For most people like me, we don’t want to spend hours or days setting up our own bitcoin wallet, we want to go to a site like Coinbase to handle most of the process for us. The trouble with Coinbase, at least for me, is that it took me several days to be verified and several more to transfer money into my account.

Altogether, it took three times as long to set up as my business banking account. That’s not good.

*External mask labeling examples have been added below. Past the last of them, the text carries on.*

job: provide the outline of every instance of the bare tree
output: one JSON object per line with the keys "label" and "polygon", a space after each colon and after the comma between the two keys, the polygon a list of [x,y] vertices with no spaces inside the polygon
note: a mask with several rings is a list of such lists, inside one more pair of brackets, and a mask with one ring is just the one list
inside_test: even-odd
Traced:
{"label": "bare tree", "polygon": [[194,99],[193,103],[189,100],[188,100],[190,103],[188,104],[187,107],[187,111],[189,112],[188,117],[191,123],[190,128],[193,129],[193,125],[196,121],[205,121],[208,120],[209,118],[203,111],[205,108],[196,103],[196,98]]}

Note: there’s a new option that promises to do it quicker, I wrote about Ankorus’s solution here.

8. It’s Unregulated

Unlike every other securitized investment, Bitcoin is not regulated by any government or bank. For some, this is why they trade in Bitcoin, but for many investors, they remain on the sidelines because of the potential for fraud.

Why isn’t Bitcoin currently regulated? Because in April 2017, A US federal judge ruled that cryptocurrency is exempt from regulation due to an obscure law passed over 40 years ago.

The Monopoly Act, also known as HB 1010, exempts imitation money and was enacted during the Nixon Watergate scandal (you can’t make this up).

The act provided an unintended loophole for cryptocurrency – it reads in part:

No token, bill, virtual currency, or counterfeit money, whose purpose it is to parody legal tender or otherwise serve as a novelty, and where such can be demonstrated beyond a reasonable doubt, shall be subject to taxation, regulation, or licensing by any branch of government, but shall instead enjoy free and unrestricted exchange.

So in his interpretation of the law, the federal judge ruled that cryptocurrencies are by definition virtual currency, by virtue of a lack of a physical form and issuing bank. Therefore current financial regulations do not apply.

Investors Don’t Understand Bitcoin

9. Investors Don’t Understand It

Bitcoin is designed to limit human participation because humans have differing agendas. To limit human participation means something else must act in our place. Enter the blockchain.

If you don’t understand the blockchain, you’re not alone. In fact, many Bitcoin investors admit to not understanding blockchain technology which is the foundation of Bitcoin. If you’re in need of a refresher, I found a simple but informative video you can watch to get caught up.

But because Bitcoin and the blockchain are such major advancements, most people haven’t taken the time to understand them. Few colleges and universities offer cryptocurrency and blockchain courses and most crypto experts are huddled in their own communities and spend little time educating others.

Bottom line, if investors don’t understand the blockchain concepts or the risks involved, most won’t invest

10. They (Mistakenly) Believe Only Criminals are Using It

Most investors hear about new investment opportunities through their friends or the media. With Bitcoin, both are notoriously misinformed.  To hear the media and government agencies tell it, the only things that Bitcoin is used for are paying for drugs, extorting fees or laundering money on the Internet.

Don’t get me wrong, those things do happen – WannaCry and AlphaBay are proof enough of that – but the truth is that Bitcoin-related criminal activity has actually decreased. In an interview with CNBC, data analytics solutions provider Blockchain Intelligence Group stated that transactions related to illegal activity have fallen from roughly half of Bitcoin’s total transaction volume to about 20%.

In fact, criminals are beginning ditching Bitcoin in favor of other cryptocurrencies that offer greater anonymity and difficulty tracking transactions.

Of course, investors aren’t hearing about enough success stories (save the ever-rising value of Bitcoin) to counter the negative stories. So, the negative narrative remains.

Summing It All Up

These aren’t the only reasons potential investors are scared to invest in Bitcoin, but I keep hearing them repeatedly. The community is starting to take steps to address them but we have a way to go yet before we can alleviate them completely.